JEUDI 22 MAI 2014 à 20h ▶ Ivre de femmes et de peinture, de Im Kwon-taek
Ivre de femmes et de peinture
de Im Kwon-taek
Corée du Sud – 2002 – 115′
Jang Seung-Ub, né en 1943, est un pauvre orphelin, réduit à la mendicité dans la rue. C’est alors que son chemin croise celui de Kim Byung-Moon, un bourgeois fortuné et esthète qui décide de le prendre en charge. Celui-ci constate très vite les dons du jeune homme pour la peinture et décide de l’encourager. Quelques années plus tard, il lui offre l’opportunité de faire son apprentissage artistique chez un maître respecté. Une fois formé, Jang est introduit dans le milieu artistique professionnel, qu’il ne parvient jamais vraiment à intégrer. Alcoolique et amateur de femmes, il préfère en effet les chemins de traverse à la respectabilité de ses pairs…
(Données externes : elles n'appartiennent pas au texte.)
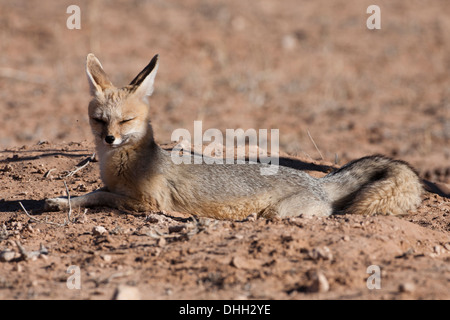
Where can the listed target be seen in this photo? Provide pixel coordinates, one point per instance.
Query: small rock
(437, 249)
(175, 229)
(319, 282)
(161, 242)
(252, 217)
(106, 258)
(152, 218)
(244, 263)
(7, 255)
(323, 253)
(127, 293)
(98, 230)
(406, 287)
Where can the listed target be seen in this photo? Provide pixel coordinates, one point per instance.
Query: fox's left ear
(143, 83)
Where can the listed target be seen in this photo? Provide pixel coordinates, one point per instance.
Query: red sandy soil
(297, 66)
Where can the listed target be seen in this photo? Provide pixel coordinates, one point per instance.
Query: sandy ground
(310, 69)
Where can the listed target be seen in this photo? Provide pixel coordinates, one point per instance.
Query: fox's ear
(143, 83)
(98, 80)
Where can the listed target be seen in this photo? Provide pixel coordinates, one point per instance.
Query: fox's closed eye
(126, 120)
(98, 120)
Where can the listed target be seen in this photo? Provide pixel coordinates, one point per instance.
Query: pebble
(98, 230)
(406, 287)
(127, 293)
(323, 253)
(320, 282)
(7, 255)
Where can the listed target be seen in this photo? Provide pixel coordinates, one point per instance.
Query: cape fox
(139, 175)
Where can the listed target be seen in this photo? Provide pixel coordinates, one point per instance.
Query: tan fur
(140, 176)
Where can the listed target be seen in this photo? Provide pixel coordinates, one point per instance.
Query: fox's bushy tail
(374, 185)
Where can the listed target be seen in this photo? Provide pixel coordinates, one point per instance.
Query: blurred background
(296, 66)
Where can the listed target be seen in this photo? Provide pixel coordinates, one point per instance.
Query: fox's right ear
(143, 83)
(97, 78)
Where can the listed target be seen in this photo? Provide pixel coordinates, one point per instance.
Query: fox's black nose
(109, 139)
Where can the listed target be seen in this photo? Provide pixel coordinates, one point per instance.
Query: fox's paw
(56, 204)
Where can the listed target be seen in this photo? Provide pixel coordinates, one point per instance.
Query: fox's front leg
(100, 197)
« En images somptueuses, aussi simples et belles que les toiles de Jang Seung-up, dit Ohwon, le cinéaste sud-coréen Im Kwon-taek a filmé la vie d’un peintre du XIXe siècle dont on ne sait presque rien, dont bien des toiles ont disparu, mais qui est devenu une légende dans la Corée du Sud d’aujourd’hui. C’est peu dire qu’il a filmé cette vie. Il l’a rêvée, appelant l’imaginaire pour combler tous les pointillés laissés par la réalité. Le résultat (Prix de la mise en scène à Cannes) est un hymne magique, tragique à l’artiste, éternel étranger au monde dans lequel il vit ; et au bonheur que son art suscite chez les autres.
Im Kwon-taek filme les errances de son héros dans des paysages somptueux qui ressemblent à ce qu’il peint, à moins que ce qu’il peint ne colle tant à sa vie que toute frontière s’abolit. En filigrane, discrètement, comme pour gêner le moins possible la progression de son héros vers la vérité, il fait défiler l’histoire de la Corée, une suite d’occupations et de révoltes vouées à l’échec. La liberté du pays ne pouvait s’épanouir, en fait, que dans les toiles de ce débauché d’Ohwon. Personne – hormis Maurice Pialat dans son Van Gogh, et dans un tout autre style – n’avait célébré avec cette intensité, cette incandescence, le rôle de l’artiste ; ni défini sa mission : résistant dans le présent, combattant pour l’avenir.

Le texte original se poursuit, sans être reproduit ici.